The other recommends? "Use Goat feed". NO. Absolutely not. Goat feed is only 14-16% Crude Protein typically, has usually 2-3x more fiber than a chicken needs, and dangerous levels of copper - 5x what a chicken should get. Goat feed should only be fed to goats, ever. Precisely bacause of the excess copper. Rabbit feed? Maybe 16% CP, and WAY WAY too much fiber. Innterferes with digestion, your birds won't be able to make full use of what nutrition is in the bag, leaving them in greater deficit. Pig feed? Much the same, wrong amino acid profile, too. Duck feed? Fine. Turkey or "Game Bird" feed? Fine - but those aren't the recommends being made.
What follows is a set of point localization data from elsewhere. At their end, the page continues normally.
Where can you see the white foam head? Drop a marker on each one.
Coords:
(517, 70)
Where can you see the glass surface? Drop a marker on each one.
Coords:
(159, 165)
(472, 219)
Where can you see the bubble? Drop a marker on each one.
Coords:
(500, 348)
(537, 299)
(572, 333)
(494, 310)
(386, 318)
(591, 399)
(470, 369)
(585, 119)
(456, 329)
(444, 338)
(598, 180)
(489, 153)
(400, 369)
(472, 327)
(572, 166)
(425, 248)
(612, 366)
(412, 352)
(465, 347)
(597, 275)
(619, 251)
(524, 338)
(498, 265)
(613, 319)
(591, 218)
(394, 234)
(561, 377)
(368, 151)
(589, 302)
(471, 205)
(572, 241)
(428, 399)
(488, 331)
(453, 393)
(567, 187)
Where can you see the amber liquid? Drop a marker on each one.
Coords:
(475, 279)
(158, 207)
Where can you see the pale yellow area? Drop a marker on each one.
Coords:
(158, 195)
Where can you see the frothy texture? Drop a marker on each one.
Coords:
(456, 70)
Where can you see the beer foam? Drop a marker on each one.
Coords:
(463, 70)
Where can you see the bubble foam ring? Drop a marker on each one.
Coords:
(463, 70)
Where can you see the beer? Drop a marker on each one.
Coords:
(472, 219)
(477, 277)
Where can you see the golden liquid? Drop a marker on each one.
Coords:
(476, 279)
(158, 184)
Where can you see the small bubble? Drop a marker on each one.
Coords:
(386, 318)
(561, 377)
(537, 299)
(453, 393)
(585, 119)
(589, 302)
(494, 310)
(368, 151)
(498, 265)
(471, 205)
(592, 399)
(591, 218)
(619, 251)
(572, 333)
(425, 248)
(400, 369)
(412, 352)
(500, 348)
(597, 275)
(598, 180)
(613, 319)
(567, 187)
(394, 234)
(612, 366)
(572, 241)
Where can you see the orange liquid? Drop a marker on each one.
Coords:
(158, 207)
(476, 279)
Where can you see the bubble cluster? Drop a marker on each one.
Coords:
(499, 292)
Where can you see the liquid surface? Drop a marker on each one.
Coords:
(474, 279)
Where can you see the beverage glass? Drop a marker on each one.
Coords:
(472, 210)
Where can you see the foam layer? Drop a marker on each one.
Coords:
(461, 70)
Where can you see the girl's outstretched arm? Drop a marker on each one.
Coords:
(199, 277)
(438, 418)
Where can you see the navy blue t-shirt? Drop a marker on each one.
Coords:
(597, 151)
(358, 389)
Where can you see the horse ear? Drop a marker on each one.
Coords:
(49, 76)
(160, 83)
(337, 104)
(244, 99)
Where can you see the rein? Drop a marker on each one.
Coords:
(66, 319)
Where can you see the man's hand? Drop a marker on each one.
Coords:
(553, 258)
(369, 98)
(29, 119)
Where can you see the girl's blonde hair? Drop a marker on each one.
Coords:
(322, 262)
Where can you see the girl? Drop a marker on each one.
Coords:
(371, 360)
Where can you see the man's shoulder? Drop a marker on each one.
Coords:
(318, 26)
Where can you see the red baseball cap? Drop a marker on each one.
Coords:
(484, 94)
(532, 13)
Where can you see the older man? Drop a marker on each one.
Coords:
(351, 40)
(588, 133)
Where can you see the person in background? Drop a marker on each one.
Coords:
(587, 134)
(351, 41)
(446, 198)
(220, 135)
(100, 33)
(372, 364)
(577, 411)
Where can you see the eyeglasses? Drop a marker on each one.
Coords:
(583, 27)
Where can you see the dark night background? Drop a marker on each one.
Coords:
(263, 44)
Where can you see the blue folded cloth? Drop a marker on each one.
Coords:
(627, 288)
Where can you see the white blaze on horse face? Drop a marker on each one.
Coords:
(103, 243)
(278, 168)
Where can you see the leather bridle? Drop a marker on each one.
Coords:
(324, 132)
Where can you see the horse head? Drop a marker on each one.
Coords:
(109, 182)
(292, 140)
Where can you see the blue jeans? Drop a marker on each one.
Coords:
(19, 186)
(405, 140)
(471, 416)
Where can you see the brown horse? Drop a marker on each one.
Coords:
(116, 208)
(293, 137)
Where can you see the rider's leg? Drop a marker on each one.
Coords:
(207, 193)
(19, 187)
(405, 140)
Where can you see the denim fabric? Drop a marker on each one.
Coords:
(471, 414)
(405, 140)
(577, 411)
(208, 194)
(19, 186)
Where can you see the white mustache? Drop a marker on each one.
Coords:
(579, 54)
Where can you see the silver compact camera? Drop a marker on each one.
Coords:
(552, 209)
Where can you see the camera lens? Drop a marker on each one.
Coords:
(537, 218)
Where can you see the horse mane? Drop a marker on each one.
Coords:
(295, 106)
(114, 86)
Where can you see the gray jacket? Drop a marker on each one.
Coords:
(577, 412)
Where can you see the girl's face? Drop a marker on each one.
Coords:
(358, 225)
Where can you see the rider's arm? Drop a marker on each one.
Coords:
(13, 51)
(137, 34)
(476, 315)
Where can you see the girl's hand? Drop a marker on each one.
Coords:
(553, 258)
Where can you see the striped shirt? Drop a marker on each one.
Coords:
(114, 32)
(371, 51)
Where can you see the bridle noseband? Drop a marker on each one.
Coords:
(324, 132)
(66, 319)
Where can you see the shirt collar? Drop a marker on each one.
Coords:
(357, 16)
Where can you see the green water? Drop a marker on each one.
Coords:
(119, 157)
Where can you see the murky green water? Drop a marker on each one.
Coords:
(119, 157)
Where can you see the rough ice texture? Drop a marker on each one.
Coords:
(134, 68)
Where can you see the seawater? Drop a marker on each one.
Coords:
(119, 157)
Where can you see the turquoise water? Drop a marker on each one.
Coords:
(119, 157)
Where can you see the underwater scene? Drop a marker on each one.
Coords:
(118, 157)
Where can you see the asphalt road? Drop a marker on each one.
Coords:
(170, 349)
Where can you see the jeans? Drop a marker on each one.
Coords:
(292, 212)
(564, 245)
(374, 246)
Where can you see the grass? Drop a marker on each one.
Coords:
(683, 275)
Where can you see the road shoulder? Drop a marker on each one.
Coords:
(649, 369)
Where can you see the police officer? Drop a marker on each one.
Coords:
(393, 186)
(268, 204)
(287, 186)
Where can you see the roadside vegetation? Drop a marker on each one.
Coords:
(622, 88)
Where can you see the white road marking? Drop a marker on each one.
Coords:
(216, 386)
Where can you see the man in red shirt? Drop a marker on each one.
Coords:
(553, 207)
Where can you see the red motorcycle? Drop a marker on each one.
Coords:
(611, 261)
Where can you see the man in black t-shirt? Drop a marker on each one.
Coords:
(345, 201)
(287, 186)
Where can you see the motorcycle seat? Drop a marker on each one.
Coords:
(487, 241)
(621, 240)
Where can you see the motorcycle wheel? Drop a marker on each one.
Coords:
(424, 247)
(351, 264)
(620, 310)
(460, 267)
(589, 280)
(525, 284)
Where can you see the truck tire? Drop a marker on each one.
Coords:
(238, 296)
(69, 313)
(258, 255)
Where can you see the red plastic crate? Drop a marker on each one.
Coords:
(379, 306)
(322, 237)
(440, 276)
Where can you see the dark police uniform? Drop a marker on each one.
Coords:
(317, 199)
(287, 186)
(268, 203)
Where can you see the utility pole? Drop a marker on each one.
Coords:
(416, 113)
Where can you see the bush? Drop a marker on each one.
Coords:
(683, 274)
Finally, most of these livestock feeds use the same basic formulations, made in the same mills, then put in different bags by the feed makers, together with whatever makes it a chicken feed, a hog feed, a horse feed, a rabbit feed, a goat feed, a sheep feed, a catfish feed, etc - the vitamin premix and extra calcium ("layer") or fiber (more timothy and alfafa - rabbits), or copper (goats), or whatever. If the basic corn/wheat mix was grossly deficient, we'd expect to see other animal owners reporting problems. They arent. Big Mfgs like Purina Livestock have lots of mills - we'd expect regionalization if there was a problem at a single factory, or from a specific grain supplier - we're not seeing it. Feed batches are huge - but unltimately limited - the claim is that this has been going on for months but only just now being noticed - no one produces six months worth of feed at a time. Purina had a recall last year - two of their mills, only three months, limited to 18 states and four (I believe) different kinds of livestock.

That's what we would expect to see if there was a persistent, widespread problem with feed in this nation. There's no evidence anything like that is going on.
Hope that helps. We've been looking into it, kicking potential ideas around, eliminating possibilites as they are put forward. Mostly its "I heard" and "somebody said". The few posters showing up on BYC claiming its happened to them are real short on details, don't have the feed for testing, don't have the feed bags for lot codes, aren't offerin gmuch about their feed and management methods, location, etc and... some few of them have very low post counts. Read into that what you will.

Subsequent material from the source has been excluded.